ALT.NET Canada Vancouver and The Fallacies of Parallel Computing

Tuesday, June 16, 2009 – 9:22 AM

ALT.NET conference schedule, for the people by the people.

I found the time to attend ALT.NET Canada in Vancouver this past weekend. This turned out to be quite the event and I had a great time. Several other people from the Puget Sound area made the journey including myself and Bob from p&p.

As with all Open Spaces conferences “The things that are talked about are the right things to talk about”. There were several sessions I really got a lot out of including one proposed by Michael Stiefel on what Green IT/Computing means to developers—more on that in a later post—and another I proposed with Amanda Laucher on Manycore, Multi-core, GPGPU computing and Axum.

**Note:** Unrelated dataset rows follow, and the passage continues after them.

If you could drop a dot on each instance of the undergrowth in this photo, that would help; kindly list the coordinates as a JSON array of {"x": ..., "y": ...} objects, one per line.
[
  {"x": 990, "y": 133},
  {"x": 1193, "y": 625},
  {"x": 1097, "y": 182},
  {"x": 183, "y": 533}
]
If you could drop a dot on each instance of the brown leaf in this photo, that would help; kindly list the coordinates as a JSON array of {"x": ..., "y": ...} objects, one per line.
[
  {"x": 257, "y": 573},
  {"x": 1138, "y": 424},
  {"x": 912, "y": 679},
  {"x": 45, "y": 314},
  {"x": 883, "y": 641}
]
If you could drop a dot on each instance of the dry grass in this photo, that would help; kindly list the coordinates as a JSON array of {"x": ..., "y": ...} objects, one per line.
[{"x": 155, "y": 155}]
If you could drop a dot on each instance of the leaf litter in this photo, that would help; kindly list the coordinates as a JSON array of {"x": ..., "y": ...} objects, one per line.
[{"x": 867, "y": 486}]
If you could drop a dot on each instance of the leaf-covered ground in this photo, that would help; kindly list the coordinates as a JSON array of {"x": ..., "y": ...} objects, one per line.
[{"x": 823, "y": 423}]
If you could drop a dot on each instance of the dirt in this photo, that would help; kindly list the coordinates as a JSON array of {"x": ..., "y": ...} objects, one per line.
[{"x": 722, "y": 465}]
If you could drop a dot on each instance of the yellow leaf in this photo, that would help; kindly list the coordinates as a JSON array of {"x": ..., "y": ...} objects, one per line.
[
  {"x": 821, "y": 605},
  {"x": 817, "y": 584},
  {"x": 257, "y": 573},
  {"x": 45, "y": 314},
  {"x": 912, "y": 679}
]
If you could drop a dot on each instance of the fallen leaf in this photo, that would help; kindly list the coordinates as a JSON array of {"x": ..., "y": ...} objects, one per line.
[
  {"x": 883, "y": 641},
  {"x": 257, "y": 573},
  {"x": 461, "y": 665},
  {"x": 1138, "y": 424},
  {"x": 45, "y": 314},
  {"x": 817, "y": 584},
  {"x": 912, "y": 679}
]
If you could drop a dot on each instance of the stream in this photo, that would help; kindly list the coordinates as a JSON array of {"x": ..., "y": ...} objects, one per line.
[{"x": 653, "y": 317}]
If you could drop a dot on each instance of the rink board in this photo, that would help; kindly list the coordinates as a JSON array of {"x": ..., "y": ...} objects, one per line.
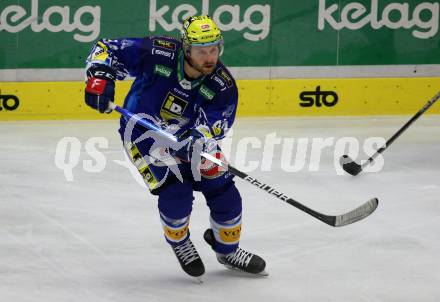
[{"x": 278, "y": 97}]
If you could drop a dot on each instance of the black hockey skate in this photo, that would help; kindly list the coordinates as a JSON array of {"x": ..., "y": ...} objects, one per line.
[
  {"x": 240, "y": 260},
  {"x": 189, "y": 259}
]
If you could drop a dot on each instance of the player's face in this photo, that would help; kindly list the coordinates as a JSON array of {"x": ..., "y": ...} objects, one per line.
[{"x": 204, "y": 58}]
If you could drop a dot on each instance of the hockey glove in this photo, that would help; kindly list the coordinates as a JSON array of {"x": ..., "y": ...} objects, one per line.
[
  {"x": 100, "y": 89},
  {"x": 193, "y": 142}
]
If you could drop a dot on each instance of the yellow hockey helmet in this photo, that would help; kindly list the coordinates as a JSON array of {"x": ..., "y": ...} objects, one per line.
[{"x": 200, "y": 31}]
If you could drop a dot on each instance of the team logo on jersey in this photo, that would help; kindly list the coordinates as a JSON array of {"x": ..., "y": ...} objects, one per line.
[
  {"x": 206, "y": 92},
  {"x": 142, "y": 166},
  {"x": 173, "y": 107},
  {"x": 222, "y": 73},
  {"x": 162, "y": 70},
  {"x": 164, "y": 53},
  {"x": 164, "y": 44}
]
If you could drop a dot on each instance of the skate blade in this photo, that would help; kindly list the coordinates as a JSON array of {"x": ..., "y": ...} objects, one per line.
[{"x": 264, "y": 273}]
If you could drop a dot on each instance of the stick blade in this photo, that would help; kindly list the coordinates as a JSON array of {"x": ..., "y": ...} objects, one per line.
[
  {"x": 349, "y": 165},
  {"x": 357, "y": 214}
]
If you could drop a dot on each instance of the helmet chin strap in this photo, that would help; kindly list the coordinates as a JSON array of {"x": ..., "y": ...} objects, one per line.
[{"x": 187, "y": 58}]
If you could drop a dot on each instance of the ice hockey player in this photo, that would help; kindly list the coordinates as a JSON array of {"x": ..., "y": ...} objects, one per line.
[{"x": 182, "y": 87}]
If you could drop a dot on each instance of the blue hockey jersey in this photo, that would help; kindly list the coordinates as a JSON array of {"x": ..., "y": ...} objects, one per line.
[{"x": 160, "y": 89}]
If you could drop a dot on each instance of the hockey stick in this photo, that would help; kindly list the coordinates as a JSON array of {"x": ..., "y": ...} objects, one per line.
[
  {"x": 339, "y": 220},
  {"x": 353, "y": 168}
]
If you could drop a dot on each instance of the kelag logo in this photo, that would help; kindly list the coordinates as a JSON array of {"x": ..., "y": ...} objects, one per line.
[
  {"x": 15, "y": 18},
  {"x": 9, "y": 102},
  {"x": 420, "y": 17},
  {"x": 318, "y": 98}
]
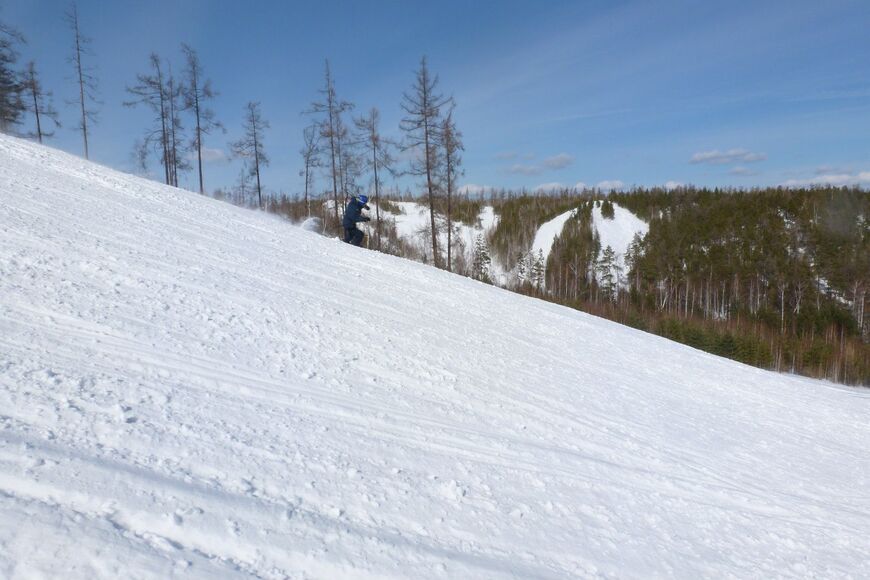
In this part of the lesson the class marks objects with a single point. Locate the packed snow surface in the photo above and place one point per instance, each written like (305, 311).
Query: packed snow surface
(192, 390)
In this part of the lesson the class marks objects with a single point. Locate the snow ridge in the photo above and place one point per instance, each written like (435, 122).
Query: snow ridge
(193, 390)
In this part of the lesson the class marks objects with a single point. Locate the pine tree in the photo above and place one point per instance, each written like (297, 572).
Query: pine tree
(481, 262)
(606, 278)
(538, 268)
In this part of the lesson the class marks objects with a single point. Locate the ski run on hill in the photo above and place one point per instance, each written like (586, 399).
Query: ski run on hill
(193, 390)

There was also a lot of drinking.

parallel_fallacies

The Fallacies of Parallel Computing

This is what came out of the talk on multi/manycore computing and Axum. There was a lot of great discussion about the myths surrounding writing parallel code:

  • Locality doesn’t matter
  • Locks and sync are cheap
  • More parallelism == faster code
  • All actors see the system in the same state
  • Parallel programming is really easy / impossibly hard
  • All parallelism is the same

On Saturday afternoon there was a two hour Coding Dojo. I spent a bunch of time looking at Axum. Axum is a DSL for expressing parallelism which uses the agent model. It looks pretty interesting although the docs are a little on the sparse side. There’ll be more on this later too.